Abstract
Tuberculosis continues to be a serious health problem worldwide. The disease continues to be underdiagnosed and not properly treated. In conditions that affect the immune system, such as multiple sclerosis (MS), latent tuberculosis may thrive and reactivate during the use of immunomodulatory and immunosuppressive drugs. Among the best treatment options for patients with latent or active tuberculosis who have MS are IFN-β, glatiramer acetate and mitoxantrone. Drugs leading to a reduced number and/or function of lymphocytes should be avoided or used with caution. Tuberculosis must always be investigated in patients with MS and treated with rigor.
Financial & competing interests disclosure
The authors have no relevant affiliations or financial involvement with any organization or entity with a financial interest in or financial conflict with the subject matter or materials discussed in the manuscript. This includes employment, consultancies, honoraria, stock ownership or options, expert testimony, grants or patents received or pending, or royalties.
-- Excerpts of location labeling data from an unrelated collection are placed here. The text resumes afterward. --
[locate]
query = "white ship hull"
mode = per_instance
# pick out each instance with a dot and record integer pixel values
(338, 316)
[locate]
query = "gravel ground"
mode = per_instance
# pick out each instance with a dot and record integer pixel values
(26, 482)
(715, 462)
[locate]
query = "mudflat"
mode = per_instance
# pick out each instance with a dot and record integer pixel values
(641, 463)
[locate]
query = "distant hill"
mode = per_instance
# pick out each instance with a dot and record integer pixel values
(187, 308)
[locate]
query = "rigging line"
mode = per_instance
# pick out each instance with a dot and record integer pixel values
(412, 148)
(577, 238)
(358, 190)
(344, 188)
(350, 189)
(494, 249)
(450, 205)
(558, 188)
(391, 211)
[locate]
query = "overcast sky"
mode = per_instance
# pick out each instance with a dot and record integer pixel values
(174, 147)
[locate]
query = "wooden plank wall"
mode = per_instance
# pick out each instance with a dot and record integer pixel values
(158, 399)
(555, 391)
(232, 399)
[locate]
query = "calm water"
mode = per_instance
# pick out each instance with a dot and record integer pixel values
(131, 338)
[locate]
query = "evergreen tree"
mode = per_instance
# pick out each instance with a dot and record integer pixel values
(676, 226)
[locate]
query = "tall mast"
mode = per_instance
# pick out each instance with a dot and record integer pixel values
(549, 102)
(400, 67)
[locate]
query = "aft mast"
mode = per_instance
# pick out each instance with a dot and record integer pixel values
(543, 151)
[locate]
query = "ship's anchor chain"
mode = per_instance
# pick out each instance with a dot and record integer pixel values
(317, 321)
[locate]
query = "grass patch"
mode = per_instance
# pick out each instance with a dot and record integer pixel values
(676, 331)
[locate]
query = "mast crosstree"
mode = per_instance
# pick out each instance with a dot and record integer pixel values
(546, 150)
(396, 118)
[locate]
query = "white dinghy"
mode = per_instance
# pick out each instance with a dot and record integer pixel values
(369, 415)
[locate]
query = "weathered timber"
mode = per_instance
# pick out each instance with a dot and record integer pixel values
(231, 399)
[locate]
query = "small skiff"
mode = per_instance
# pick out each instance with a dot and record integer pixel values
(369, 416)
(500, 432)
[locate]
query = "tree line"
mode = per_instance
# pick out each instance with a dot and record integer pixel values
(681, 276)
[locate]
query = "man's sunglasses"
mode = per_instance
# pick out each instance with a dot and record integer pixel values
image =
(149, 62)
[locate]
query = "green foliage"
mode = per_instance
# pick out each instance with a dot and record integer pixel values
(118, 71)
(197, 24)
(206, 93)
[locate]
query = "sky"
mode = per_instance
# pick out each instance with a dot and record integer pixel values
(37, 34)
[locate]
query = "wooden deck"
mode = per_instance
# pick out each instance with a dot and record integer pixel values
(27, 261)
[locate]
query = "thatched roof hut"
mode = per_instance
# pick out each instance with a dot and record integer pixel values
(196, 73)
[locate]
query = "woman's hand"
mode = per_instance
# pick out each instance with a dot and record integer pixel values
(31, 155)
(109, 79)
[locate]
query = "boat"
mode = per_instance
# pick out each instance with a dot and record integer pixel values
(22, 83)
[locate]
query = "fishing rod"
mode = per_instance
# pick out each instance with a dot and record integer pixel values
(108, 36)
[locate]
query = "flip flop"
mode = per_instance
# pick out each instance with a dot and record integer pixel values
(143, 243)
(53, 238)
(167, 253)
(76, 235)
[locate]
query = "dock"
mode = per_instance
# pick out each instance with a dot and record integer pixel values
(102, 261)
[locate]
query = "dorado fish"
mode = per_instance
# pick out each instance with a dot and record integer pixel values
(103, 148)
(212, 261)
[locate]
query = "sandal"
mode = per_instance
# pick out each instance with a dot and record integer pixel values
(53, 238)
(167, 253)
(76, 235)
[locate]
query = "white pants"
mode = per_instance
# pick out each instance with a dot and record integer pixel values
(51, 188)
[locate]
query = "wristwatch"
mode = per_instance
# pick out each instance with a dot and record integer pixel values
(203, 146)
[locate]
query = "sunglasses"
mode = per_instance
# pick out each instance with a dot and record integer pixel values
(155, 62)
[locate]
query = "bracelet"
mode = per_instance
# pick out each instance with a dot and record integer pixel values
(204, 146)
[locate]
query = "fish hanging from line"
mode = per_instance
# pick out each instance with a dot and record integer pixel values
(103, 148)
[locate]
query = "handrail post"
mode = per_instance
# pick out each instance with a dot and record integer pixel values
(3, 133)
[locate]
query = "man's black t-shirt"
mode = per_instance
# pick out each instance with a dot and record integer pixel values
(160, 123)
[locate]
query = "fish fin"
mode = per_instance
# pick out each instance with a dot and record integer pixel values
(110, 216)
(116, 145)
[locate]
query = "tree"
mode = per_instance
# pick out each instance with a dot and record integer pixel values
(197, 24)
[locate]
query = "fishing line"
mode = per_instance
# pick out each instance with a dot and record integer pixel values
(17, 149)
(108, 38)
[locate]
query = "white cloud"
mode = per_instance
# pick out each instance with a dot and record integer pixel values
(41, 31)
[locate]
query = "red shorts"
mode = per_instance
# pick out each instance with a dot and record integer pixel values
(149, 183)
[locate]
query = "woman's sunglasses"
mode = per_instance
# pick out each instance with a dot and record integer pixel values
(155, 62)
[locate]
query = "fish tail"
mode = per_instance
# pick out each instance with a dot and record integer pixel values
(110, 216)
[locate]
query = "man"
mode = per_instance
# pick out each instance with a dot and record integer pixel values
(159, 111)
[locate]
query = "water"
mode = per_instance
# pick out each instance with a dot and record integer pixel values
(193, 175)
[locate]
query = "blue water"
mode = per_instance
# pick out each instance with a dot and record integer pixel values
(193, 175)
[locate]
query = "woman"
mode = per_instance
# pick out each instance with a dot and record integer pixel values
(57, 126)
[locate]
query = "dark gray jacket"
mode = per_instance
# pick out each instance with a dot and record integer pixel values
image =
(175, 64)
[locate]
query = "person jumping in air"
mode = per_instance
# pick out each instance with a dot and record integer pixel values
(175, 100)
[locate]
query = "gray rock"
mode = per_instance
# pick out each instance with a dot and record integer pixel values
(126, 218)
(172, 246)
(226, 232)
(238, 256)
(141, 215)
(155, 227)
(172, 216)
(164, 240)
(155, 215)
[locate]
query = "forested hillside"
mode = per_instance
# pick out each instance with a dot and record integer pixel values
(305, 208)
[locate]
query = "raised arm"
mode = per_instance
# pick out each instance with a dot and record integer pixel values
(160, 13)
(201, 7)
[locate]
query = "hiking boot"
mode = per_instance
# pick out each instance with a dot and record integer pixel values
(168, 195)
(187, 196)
No writing assistance was utilized in the production of this manuscript.
Tuberculosis and multiple sclerosis (MS) are severe diseases that are increasing worldwide, affecting mainly young adults.
Drugs used for the treatment of MS are immunomodulatory and/or immunosuppressive. Therefore, these drugs may facilitate the reactivation of tuberculosis.
Investigation and treatment of active or latent tuberculosis should be considered for all patients undergoing treatment of MS. Despite the idea that tuberculosis is a disease of the underdeveloped world and MS is a disease of developed countries, this cannot be held true for the global situation we live in the 21 century.
Immunosuppressive drugs should be avoided in patients at risk of tuberculosis. The risk should be tested more than only at the institution of a new therapy.
The safest drugs to be used in patients with latent tuberculosis are IFN-β, glatiramer acetate and mitoxantrone.